Many pastoral tribes reared and sold animals like horses and cattle, to the prosperous people. Different castes of petty pedlars who travelled from village to village, made and sold wares such as ropes, reeds, straw matting and coarse sacks. At times, mendicants acted as wandering merchants. There were castes of entertainers who performed in various towns and villages for earning their bread and butter.
New castes and hierarchies
The demand for people with new skills arose with the growth in the economy and with increased needs of the society. Varnas were further divided into smaller castes or jatis. For example, amongst the Brahamanas new castes appeared. On the other hand, many tribes and social groups were taken into caste-based societies and were given the status of jatis. Brahamanas recognized specialized artisans which consisted of smiths, carpenters and masons as separate jatis. Jatis rather than varna became the basis of organizing society.

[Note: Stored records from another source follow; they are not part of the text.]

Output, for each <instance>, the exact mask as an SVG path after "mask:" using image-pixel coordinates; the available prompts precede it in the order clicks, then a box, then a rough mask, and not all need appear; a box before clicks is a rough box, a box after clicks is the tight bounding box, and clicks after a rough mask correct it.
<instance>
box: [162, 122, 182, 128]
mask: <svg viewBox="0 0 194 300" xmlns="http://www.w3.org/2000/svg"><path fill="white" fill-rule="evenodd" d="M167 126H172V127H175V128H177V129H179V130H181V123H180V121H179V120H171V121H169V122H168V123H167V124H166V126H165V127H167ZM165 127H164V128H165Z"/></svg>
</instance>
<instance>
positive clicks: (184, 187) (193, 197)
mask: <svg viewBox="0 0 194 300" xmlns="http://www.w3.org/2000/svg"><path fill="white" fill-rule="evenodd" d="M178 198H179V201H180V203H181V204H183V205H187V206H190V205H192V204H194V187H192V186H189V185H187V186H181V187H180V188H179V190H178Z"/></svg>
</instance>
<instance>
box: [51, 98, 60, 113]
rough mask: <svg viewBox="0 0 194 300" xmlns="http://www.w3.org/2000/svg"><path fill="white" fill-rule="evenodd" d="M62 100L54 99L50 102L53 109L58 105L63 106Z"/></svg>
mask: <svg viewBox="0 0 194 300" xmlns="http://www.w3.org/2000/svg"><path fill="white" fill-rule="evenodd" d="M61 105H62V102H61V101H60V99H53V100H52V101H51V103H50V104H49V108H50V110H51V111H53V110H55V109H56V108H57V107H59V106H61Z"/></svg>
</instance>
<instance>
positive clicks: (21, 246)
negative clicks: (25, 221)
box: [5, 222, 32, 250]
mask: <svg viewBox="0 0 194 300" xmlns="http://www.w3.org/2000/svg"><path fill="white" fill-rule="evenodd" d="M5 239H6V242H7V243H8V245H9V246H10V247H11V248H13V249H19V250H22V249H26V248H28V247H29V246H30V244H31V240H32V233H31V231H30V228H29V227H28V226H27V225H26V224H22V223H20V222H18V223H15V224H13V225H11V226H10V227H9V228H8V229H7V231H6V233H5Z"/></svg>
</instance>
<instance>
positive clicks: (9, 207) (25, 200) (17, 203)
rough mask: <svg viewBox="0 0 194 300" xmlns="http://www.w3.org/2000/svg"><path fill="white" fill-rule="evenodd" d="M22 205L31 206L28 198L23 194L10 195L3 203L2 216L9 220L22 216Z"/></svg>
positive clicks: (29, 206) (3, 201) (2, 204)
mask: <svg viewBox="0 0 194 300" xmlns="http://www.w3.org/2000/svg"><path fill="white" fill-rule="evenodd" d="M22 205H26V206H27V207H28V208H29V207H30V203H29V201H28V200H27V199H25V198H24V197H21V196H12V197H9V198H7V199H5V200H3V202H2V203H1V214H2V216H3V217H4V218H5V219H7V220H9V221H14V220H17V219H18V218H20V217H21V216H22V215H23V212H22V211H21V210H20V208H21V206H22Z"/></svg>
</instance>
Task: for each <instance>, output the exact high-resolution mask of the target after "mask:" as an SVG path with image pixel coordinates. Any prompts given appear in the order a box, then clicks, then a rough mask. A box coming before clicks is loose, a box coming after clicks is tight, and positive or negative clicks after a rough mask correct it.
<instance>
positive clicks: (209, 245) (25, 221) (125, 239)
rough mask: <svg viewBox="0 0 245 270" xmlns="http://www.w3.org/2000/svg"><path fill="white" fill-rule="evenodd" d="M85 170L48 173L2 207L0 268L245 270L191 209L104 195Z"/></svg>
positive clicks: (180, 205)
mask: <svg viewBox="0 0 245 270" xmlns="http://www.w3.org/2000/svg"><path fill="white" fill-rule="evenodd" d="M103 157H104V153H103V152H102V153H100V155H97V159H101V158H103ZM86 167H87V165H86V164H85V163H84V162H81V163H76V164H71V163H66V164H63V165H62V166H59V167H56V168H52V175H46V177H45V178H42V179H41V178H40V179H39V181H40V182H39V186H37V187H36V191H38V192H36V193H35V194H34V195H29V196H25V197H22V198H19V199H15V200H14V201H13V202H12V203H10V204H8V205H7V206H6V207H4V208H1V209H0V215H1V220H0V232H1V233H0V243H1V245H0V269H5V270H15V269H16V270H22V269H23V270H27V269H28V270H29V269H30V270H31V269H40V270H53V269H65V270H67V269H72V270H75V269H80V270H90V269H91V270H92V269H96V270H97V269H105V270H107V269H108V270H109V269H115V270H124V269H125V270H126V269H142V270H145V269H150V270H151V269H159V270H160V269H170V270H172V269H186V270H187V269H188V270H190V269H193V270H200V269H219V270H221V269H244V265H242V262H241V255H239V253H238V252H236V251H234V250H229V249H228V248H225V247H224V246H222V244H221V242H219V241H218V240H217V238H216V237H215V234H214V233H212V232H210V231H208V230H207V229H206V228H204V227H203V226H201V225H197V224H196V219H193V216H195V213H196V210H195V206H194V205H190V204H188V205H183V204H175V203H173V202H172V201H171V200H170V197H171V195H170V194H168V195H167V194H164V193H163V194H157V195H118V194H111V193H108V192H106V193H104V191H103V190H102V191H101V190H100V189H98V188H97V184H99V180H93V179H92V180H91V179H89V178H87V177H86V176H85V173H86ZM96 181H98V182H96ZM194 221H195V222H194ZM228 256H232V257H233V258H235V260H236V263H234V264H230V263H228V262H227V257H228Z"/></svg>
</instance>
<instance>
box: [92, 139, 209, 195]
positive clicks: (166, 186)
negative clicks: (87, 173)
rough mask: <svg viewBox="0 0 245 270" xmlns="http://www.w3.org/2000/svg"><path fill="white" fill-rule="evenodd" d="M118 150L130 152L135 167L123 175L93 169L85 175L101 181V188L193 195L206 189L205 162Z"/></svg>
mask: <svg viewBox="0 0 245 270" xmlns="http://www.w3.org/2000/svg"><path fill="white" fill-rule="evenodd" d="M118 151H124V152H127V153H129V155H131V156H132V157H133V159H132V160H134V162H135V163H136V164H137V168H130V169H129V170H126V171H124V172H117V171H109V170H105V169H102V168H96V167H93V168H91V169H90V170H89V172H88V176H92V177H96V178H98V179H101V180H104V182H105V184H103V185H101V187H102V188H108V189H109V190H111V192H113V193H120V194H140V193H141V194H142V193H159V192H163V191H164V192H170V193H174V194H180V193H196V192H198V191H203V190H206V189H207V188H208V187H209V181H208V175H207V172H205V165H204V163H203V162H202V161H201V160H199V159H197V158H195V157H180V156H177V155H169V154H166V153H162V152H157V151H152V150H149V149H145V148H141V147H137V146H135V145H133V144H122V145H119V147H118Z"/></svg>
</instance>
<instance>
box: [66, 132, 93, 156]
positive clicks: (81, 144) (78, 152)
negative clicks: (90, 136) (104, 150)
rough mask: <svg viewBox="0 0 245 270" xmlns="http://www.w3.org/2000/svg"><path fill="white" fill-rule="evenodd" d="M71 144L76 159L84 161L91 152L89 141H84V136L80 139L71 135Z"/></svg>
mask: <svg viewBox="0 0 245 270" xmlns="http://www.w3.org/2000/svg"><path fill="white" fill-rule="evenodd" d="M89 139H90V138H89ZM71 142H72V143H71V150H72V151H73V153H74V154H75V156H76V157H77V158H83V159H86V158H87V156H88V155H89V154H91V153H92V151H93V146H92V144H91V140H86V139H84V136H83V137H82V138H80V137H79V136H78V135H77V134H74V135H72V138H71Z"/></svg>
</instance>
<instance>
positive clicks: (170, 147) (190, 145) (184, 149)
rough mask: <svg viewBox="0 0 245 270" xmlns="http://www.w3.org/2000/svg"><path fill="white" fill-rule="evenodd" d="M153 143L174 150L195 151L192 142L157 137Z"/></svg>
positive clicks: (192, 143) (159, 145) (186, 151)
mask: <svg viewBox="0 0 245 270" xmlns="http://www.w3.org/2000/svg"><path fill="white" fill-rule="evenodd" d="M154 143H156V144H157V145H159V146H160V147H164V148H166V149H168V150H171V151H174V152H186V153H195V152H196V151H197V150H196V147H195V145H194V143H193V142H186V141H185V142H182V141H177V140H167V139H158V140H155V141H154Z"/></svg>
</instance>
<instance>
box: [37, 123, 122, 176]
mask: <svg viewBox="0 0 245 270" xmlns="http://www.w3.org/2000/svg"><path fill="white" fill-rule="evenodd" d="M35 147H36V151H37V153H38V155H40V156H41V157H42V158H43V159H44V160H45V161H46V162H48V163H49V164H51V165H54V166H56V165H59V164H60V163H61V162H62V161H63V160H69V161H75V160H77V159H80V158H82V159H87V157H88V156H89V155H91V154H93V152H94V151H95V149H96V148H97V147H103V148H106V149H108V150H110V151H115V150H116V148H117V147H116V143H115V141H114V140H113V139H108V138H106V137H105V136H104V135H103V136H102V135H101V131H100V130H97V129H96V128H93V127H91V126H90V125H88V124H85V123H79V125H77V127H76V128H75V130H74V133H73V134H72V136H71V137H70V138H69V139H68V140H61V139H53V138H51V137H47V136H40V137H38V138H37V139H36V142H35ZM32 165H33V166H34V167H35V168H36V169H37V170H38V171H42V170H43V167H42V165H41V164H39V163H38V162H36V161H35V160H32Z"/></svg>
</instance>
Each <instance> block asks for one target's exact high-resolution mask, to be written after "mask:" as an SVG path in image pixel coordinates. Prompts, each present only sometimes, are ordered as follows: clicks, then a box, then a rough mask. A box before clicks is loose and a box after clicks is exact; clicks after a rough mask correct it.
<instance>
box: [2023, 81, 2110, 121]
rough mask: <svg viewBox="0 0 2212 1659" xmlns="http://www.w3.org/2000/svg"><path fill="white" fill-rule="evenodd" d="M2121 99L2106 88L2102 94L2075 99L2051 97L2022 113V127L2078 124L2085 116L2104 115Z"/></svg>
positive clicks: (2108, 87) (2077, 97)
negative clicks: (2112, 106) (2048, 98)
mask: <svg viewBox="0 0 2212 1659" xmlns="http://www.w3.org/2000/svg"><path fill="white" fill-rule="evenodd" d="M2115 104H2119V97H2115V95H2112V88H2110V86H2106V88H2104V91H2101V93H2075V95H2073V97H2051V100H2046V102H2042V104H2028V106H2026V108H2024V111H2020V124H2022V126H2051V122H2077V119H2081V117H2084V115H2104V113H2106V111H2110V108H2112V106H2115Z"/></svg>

By the 11th and 12th centuries new Rajput clans among the Kshatriyas became powerful. They belonged to different lineages like Hunas, Chandelas, Chalukyas and others. Some of these lineages too were tribes. Many of these clans came to be considered as Rajputs. Especially in agricultural areas, they replaced the older rulers over a period of time. This was the beginning of the emergence of developed society and rulers created powerful states by using their wealth.
Tribal People: The rise of Rajput clans to the position of rulers set an example for the tribal people to follow. Many tribes became part of the caste system with the support of the Brahmanas. But the ruling class comprised of only the leading tribal families. Others (who were a large majority) joined the lower jatis of caste society. Many dominant tribes of the regions of Punjab, Sind and the North-West Frontier had adopted Islam quite early. They did not accept the caste system and the unequal social order prescribed by the orthodox Hinduism.
Impact of Emergence of States: The emergence of state had a deep and direct relation with the social changes amongst the tribal people. This is explained below.
The Gonds lived in Gondwana which was a large forested region. The name Gondwana means country inhabited by Gonds. The kind of agriculture practiced by them was called shifting cultivation. The Gond tribe was further divided into many smaller clans. Each clan had its own raja or rai. During the period when the Delhi Sultans were facing a decline in power, a few large Gond kingdoms were beginning to dominate the smaller Gond chiefs. The history of Akbar's reign, called Akbar Nama, mentions the Gond kingdom of Garha Katanga that had 70,000 villages.
Administration: The administration system of these kingdoms was becoming centralized in nature. The kingdom was divided into garhs. A particular Gond clan controlled each garh. This was further divided into units of 84 villages known as chaurasi. The chaurasi was subdivided into barhots. Barhots were made up of 12 villages each.
The emergence of large states led to changes in the nature of Gond society. The society which earlier had equality in it gradually got divided into unequal social classes. The Gond rajas gave land grants to the Brahamanas. The Brahamanas hence became more influential. Now the Gond chiefs wished to be recognized as Rajputs. Hence Aman Das, the Gond raja of Garha Katanga, assumed the title of Sangram Shah. Dalpat, his son married princess Durgawati, the daughter of Salbahan, the Chandel Rajput raja of Mahoba. Dalpat died early.
She was very capable and started ruling on behalf of her son, Bir Narain who was five years of age. The kingdom became even more extensive under her. The Mughal forces under Asaf Khan, in 1565 attacked Garha Katanga. She resisted strongly but was defeated. She preferred death instead of surrender. Even her son died fighting, soon after.
Garha Katanga was a rich state. It earned much wealth by trapping and exporting wild elephants to other kingdoms. A huge booty of precious coins and elephants was captured by the Mughals when they defeated the Gonds. They annexed part of the kingdom and gave the rest to Chandra Shah who was Bir Narain's uncle. The Gond kingdoms survived for some time in spite of the fall of Garha Katanga. They however became weaker and later failed in their struggle against the stronger Bundelas and Marathas.